The girl in the documentary had a lost look on her face, it was a Sunday morning and she was sitting on the road side near the church, just across the border of the foreign country. She looked as if she was searching for words, language, meaning, a place, beyond the camera, not seeing the photographer at all. That was all that I could think of, standing in front of my five-doors wardrobe, thinking what to fit in a single rucksack. Seven months later, I would be sitting next a woman who would bring out her precious set of albums in a special well-preserved box. She would be showing me all the memories captured in distant pictures, and I would sigh, and say that I wished I had taken some photo albums with me. She would reply that people are gone, and so are the albums.

But now, I am standing thinking about the summary of a lifetime, what can it be? The certificates? Food for the road? Official stamps? The laptop? A book? Which book? Clothes? Money? I remembered the look of the girl’s face; did she remember a non-summarised item?

Two days passed by; I was praying for a sip of water. I tried to apply a negative suction pressure on the main water outlet. People across the river are digging out the abandoned water wells. Disease or thirst, that’s the choice they had. Two months later, I would pass by a woman in a village, carrying a dirty plastic bottle, which used to be of a yellow colour, filled with water. The look of her clothes, feet and features implied that she came a long distance, and yet more awaits her. I remembered the girl in the documentary, was she thinking about the long queue by the water well?

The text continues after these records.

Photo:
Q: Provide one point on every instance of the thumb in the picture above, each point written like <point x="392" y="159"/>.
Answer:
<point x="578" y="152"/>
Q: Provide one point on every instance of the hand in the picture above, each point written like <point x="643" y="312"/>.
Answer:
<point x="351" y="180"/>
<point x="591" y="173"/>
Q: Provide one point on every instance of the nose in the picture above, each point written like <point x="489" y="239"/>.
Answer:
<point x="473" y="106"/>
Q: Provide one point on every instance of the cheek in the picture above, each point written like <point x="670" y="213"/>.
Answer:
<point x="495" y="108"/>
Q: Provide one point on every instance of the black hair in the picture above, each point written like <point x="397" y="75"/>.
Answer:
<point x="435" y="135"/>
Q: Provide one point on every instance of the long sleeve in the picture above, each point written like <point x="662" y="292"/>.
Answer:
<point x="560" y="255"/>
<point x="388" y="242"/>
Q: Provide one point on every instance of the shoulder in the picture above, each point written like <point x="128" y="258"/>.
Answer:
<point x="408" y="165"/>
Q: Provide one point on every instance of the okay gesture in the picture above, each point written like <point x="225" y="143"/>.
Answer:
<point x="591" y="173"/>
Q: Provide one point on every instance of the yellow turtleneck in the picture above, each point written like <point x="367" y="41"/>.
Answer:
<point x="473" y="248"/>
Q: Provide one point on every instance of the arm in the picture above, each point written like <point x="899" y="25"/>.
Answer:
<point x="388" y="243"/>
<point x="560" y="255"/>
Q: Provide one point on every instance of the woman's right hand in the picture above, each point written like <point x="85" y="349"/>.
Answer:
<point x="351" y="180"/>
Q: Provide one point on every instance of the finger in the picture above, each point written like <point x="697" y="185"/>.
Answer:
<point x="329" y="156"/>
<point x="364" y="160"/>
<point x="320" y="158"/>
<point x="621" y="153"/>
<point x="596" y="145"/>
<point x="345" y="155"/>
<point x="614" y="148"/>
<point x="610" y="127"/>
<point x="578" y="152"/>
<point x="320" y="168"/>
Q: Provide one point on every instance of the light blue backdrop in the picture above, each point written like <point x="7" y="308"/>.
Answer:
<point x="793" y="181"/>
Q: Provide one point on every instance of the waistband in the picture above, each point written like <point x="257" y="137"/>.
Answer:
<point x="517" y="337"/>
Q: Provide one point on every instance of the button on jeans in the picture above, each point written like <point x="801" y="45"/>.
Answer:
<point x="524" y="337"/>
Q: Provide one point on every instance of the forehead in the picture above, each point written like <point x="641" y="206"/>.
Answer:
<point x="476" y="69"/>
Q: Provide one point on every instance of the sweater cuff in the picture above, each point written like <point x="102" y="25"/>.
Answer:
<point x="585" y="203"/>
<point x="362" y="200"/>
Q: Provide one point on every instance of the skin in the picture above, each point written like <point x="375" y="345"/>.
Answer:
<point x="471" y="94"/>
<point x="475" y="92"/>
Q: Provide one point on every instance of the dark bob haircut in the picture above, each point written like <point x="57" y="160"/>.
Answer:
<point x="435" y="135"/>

 But now I am thinking if I should fit in my water bottle in the rucksack that should summarise my life. Five months later I will be trying to capture rainfall into a dirty plastic shell, I will be waiting by the water outlet, and I will be having ashy feet and smelly clothes, I will then flash back to the woman with the yellow water sack. The only difference between us is the distance we travelled, we fled, to get here. But now, I am trying to fit in my past, present, and survival into a rucksack. I became the girl in the picture.